The Wall Street Journal reported that online sales were brisk, showing a 30 percent increase from last year. Interestingly, early reports suggest that this year shoppers using a mobile device represented 24 percent of site traffic and 16 percent of all online sales over the four-day weekend. That’s a huge increase.
It’s no big surprise that when people can avoid the hassles of traffic, parking and long-lines associated with traditional shopping, we see an uptick in online sales. But many have been surprised by how quickly the way people shopped online would change. By 2020, when we think of Cyber Monday, most people will be purchasing on their handset.
Mobile shifting shopping paradigm
The sharp increase in mobile commerce should put all business-to-consumer (B2C) merchants on notice that they need a mobile-friendly site.
In a recent Google survey, 67 percent of people said that they are more likely to buy from a site that is mobile-friendly. Conversely, 61 percent said that if they don’t see what they want, they move quickly to a competitor’s site. Finally, people said that if a site didn’t work well with their mobile device, it was an indication that the company didn’t care about their business.
Angry lines, abandoned shopping carts
Nobody likes to be stuck in line, whether you’re waiting in Target or in a web store. Mobile-friendly also means not getting bogged down by slow-loading web pages or getting stuck in slow moving “check–out lines.”
In fact, the average shopping session length was down 10 percent during this past week of online shopping, signaling that online shoppers just want to get in and get out. Merchants need to be constantly testing the end-user experience for users on all types of devices and from wherever they are accessing your site.
Web application performance tools can automate the required end-user experience testing of web apps and monitor key business processes, like the time it takes for an online check-out. They should compare the mobile experience versus the non-mobile experience. If bounce rates are high for mobile users compared to non-mobile users, it is very likely the business is losing customers due to a bad mobile experience.
Apples and oranges
When I went looking for information about Apple on my iPhone, the process was so frustrating that I finally gave up. It’s almost 2013; mobile users don’t want to pan and scroll around to view each page. I jumped over to Samsung’s site, where it automatically recognized that I was using an iPhone 5 and directed me to its mobile site. If I were a prospective customer searching for product information and not ready to buy — you just lost my business.
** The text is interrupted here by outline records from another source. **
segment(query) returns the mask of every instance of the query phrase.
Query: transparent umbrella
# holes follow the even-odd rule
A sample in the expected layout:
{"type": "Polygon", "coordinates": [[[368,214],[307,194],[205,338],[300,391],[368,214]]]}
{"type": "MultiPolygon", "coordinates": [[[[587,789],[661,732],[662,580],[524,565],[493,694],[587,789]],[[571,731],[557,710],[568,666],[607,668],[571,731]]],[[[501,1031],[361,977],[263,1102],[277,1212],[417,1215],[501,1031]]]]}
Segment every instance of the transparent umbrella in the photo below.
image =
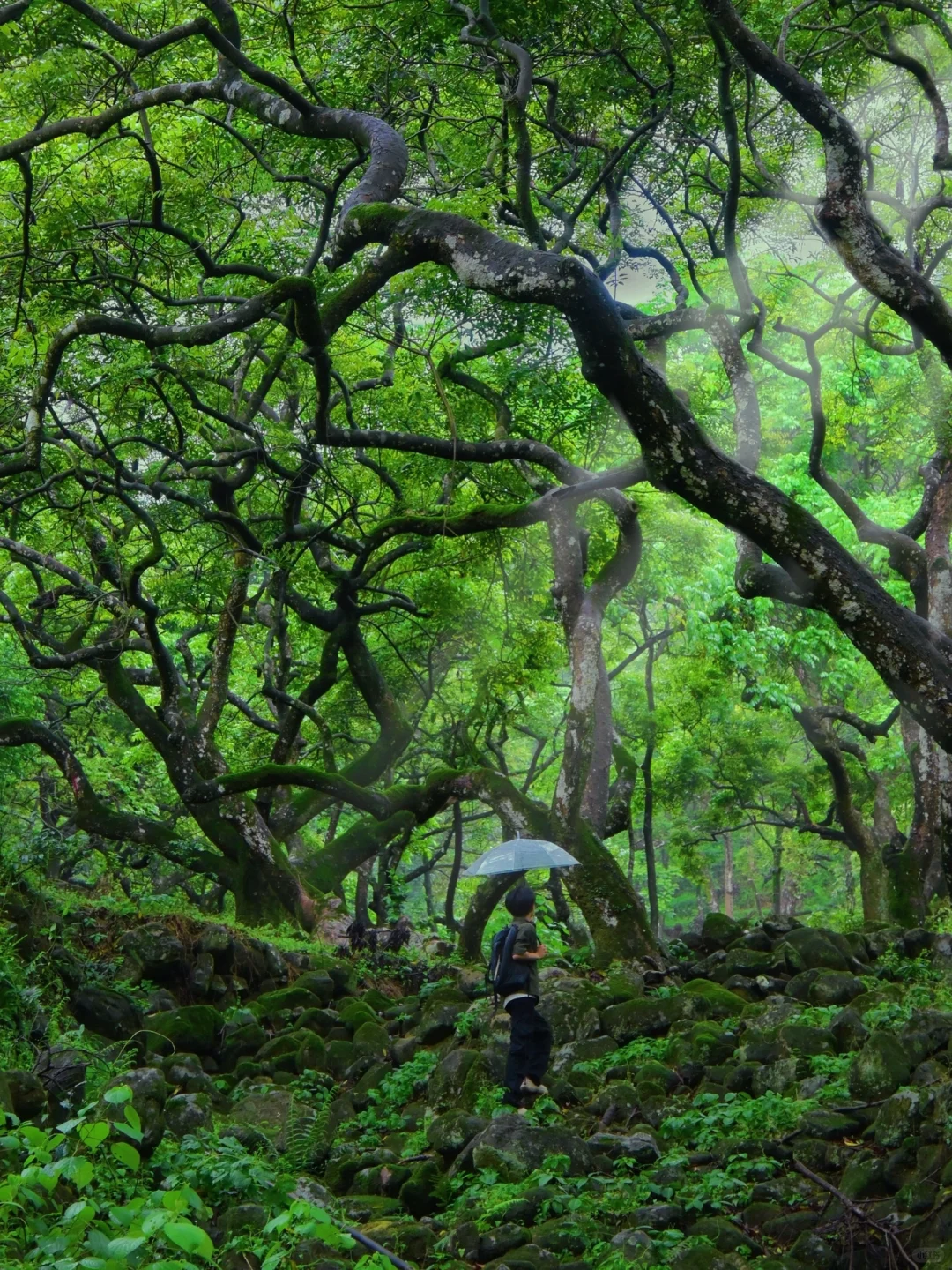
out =
{"type": "Polygon", "coordinates": [[[526,872],[528,869],[572,869],[579,861],[555,842],[543,838],[512,838],[484,851],[463,878],[489,878],[500,872],[526,872]]]}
Sure, in this case, Apple prioritized its mobile store experience while neglecting its corporate site experience. Arguably not the end of the world. But this just illustrates how fragmented the mobile experience still is — even for the king of the mobile universe. And with the number of mobile shoppers doubling and tripling each year, it’s a problem that online merchants can’t afford to ignore much longer.
Thankfully, the majority of online merchants have figured out that traffic to their site is essential to sales, but many have not yet realized that the user experience is equally as important. While Apple can get away with it, don’t assume you can too.